= Trip Payne =

American crossword compiler

Norman "Trip" Payne is an American professional puzzle maker. He is known by many as a three-time champion of the American Crossword Puzzle Tournament (ACPT). With his first victory in 1993, at age 24, Payne became the youngest champion ever in the tournament's history, a record he held until 2005.
==Early life and education==
Payne was born in Rock Hill, South Carolina. He grew up in nearby Spartanburg, attending Spartanburg High School, and has been making puzzles professionally since publication in Games in November 1983. He attended Emory University in Atlanta, graduating with a degree in English in 1990.

==Career==
Payne interned at Games during his college summer vacations, where one of his pseudonyms was the anagram "Art Pipeny"; he was expected to go on to work there full-time after college, but two days before his graduation, the magazine folded temporarily.

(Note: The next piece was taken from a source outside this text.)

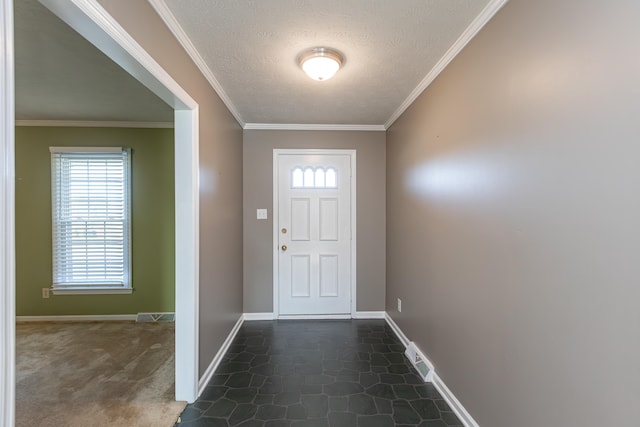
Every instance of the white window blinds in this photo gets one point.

In 1990 he also served on the four-person American team that won the International Crossword Marathon.

In 1992, he was awarded CROSSWRD's "Wynner Award" for creating the best unthemed crossword puzzle of the year.

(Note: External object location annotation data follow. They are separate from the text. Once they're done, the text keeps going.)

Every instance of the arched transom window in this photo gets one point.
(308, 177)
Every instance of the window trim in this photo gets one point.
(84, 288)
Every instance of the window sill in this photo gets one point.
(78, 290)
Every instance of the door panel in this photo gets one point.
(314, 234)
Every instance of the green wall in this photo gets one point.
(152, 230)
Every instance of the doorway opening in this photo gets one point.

After graduation, he moved to New York City and was editor-in-chief of Herald Tribune Crossword Puzzles Only, Large Print Crosswords, and Crosswords & Other Word Games magazines, 1990–1991. He moved back to Atlanta in 1991 to embark upon a full-time freelance puzzlemaking career. He is a former contributing editor to Games, Games World of Puzzles, and Crossword magazines, and a former proofreader for Creators Syndicate, Dell Champion Crossword Puzzles, and other magazines.

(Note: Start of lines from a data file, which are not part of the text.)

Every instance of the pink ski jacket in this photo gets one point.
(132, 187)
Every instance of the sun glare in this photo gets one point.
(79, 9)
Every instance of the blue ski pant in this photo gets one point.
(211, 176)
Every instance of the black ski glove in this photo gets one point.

In 1999, Payne was the third contestant to appear on the U.S. version of Who Wants to Be a Millionaire, and was the first to earn $32,000.

In 2002, one of his crosswords was voted Puzzle of the Year by solvers of the New York Times crossword puzzle.

A member of the National Puzzlers' League since 1986, he served as vice president from 1991 to 1992 and hosted the group's annual convention in Atlanta in 1998. He created or co-created vast multi-puzzle team games for the 1991 and 1993 conventions.

In 2006, Payne was one of the crossword solvers profiled in the documentary Wordplay. He also appeared briefly on a number of other television shows, including an episode of Nightline about the American Crossword Puzzle Tournament.

In 2014, he won Lollapuzzoola's At-Home Division, edging out David Plotkin by five points. Mathematically, Plotkin would have finished first had both contestants competed at the live tournament in New York City.

Payne was the "Word Expert" on the CBS game show Million Dollar Password. He authors the wordoku puzzle in TV Guide. He also occasionally writes puzzles for The New York Times, The New York Sun, and The Wall Street Journal, and usually creates one or two puzzle books per year for Sterling Publishing. He has been ranked among the top 50 Scrabble players in North America.

He made five crosswords a week for Yahoo!, Daily Crossword with Hints.

==Publications==
- 365 Mind-Challenging Cryptograms
- The Little Giant Encyclopedia of Word Puzzles (co-author)
- Crosswords to Strain Your Brain
- Pop Culture Crosswords
- Sit & Solve Scratch Movie Trivia
- Sit & Solve Crosswords (volumes 1–3)
- Crosswords for Kids (volumes 1–8)
- Cosmopolitans & Crosswords
- Tiptop Crisscross Puzzles

Payne has also been published in New York Newsday; the Atlanta Journal-Constitution; the New Yorker; Dell Champion Crossword Puzzles; Creators Syndicate; United Feature Syndicate; the Simon & Schuster crossword puzzle book series; the Expert's Book of Crosswords; Masterpiece Crosswords; Random House Ultrahard Crosswords; and Random House Editor's Choice Crosswords. Small magazines and by-mail crossword clubs for more dedicated solvers include Tough Puzzles, Tough Cryptics, Cryptics Monthly, Uptown Crossword Club, and Crossword Puzzles of the Month Club.

Magazines that have run specially commissioned puzzles from Payne include Golf Magazine, Manhattan File, American Times, Out, and many more; corporate clients have included IBM, NPR, Amtrak, MetLife, Dodge, Fox TV, Hanna-Barbera, Fruit of the Loom, and Kleenex.